A Lyon, on se poste dans l’atelier national pour exiger des salaires inconciliables avec les prix de vente des étoffes ; entre les mains de l’association dévastatrice sous laquelle est courbée la ville, l’atelier est devenu une tranchée d’où l’on bat en brèche toutes les manufactures. Cette guerre a plein succès ; les fabriques tombent, les capitaux qui les alimentaient s’anéantissent bien plus qu’ils ne s’éloignent ; vendue à moitié prix[1], la récolte de soie de cette année passera presque tout entière à l’étranger, et avec elle les quatre-vingts millions de main-d’œuvre nécessaires pour la façonner. Ainsi l’atelier national d’aujourd’hui promet de grossir celui des saisons qui vont suivre.

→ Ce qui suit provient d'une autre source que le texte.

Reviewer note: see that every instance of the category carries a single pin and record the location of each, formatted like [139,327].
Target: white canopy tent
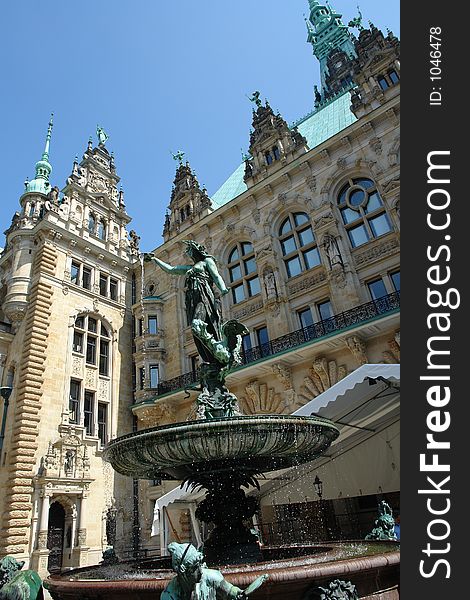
[361,404]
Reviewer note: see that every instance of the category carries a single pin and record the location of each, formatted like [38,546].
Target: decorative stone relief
[378,251]
[259,399]
[307,282]
[392,356]
[248,309]
[357,346]
[284,374]
[321,376]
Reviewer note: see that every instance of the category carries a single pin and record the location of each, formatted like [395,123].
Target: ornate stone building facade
[306,232]
[94,343]
[67,327]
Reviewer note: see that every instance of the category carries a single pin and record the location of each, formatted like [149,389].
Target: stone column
[43,522]
[40,555]
[82,521]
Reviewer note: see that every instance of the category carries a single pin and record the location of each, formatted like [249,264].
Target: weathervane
[357,21]
[178,156]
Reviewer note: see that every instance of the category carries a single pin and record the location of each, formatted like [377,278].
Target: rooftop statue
[178,156]
[102,135]
[255,98]
[218,343]
[196,582]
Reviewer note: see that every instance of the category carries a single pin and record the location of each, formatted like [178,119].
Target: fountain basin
[244,444]
[373,567]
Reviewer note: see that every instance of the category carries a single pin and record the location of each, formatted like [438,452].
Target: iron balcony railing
[5,327]
[354,316]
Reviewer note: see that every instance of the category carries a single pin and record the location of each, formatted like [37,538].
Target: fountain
[223,451]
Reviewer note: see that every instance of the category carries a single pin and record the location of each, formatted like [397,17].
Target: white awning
[354,392]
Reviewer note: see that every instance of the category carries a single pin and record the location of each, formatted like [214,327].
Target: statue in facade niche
[330,243]
[218,343]
[194,581]
[16,584]
[384,525]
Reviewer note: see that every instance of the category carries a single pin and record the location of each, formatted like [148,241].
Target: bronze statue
[194,580]
[218,343]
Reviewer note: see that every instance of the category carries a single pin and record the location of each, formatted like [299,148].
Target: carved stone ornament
[321,376]
[357,346]
[260,399]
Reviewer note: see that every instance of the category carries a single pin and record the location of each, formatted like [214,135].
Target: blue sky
[158,76]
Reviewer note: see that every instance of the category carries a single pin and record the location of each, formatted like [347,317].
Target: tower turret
[328,35]
[40,184]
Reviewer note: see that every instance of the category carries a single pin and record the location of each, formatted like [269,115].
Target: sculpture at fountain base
[195,581]
[16,584]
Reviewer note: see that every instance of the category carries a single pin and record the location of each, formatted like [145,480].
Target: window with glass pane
[153,376]
[103,285]
[305,317]
[101,230]
[362,211]
[91,350]
[102,422]
[395,277]
[263,340]
[242,264]
[246,342]
[74,401]
[113,289]
[86,278]
[324,310]
[383,83]
[75,273]
[298,244]
[153,328]
[88,411]
[104,357]
[77,341]
[377,289]
[253,286]
[91,223]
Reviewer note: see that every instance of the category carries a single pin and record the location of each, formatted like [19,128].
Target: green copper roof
[316,128]
[43,168]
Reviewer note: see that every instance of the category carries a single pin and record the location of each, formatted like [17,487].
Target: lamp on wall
[318,485]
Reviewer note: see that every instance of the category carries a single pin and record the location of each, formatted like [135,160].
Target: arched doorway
[55,536]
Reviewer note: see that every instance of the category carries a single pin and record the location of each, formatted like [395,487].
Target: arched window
[92,340]
[298,244]
[91,223]
[101,229]
[243,272]
[362,211]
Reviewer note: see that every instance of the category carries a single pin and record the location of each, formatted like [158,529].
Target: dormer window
[388,80]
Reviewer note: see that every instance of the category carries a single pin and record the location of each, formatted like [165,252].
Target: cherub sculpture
[194,581]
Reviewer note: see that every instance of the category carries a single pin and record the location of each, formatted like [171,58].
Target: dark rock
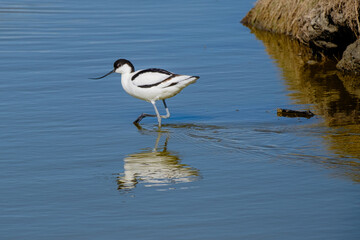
[325,30]
[350,61]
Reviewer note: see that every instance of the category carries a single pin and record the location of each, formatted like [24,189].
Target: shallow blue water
[224,166]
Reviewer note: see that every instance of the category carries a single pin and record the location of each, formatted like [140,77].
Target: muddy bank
[328,27]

Des résultats analogues se produisent déjà de tous côtés, et, à mesure que nous avancerons dans cette carrière funeste, on verra la désorganisation des travaux féconds correspondre à l’organisation des travaux stériles et s’étendre comme une lèpre, jusqu’à ce que le pays épuisé ne puisse plus soutenir aucun de ces derniers. Il ne saurait en être autrement. Un atelier d’où il ne sort aucune valeur échangeable, qui ne crée aucun capital reproductif pour la société, dans lequel le revenu public s’anéantit au lieu de s’immobiliser, a pour effet inévitable de tarir autour de lui toutes les sources de prospérité, et les ouvriers qui le peuplent ressemblent à ces moines qui ne faisaient d’autre travail que de creuser leur tombe. Toute la différence est que les moines savaient ce qu’ils faisaient, tandis que les ouvriers l’ignorent.

Les ateliers nationaux pouvaient apprendre aux ouvriers une chose

  1. Le kilogramme de cocons, qui vaut ordinairement 4 francs 50 cent., s’est vendu cette année 2 francs 10 centimes.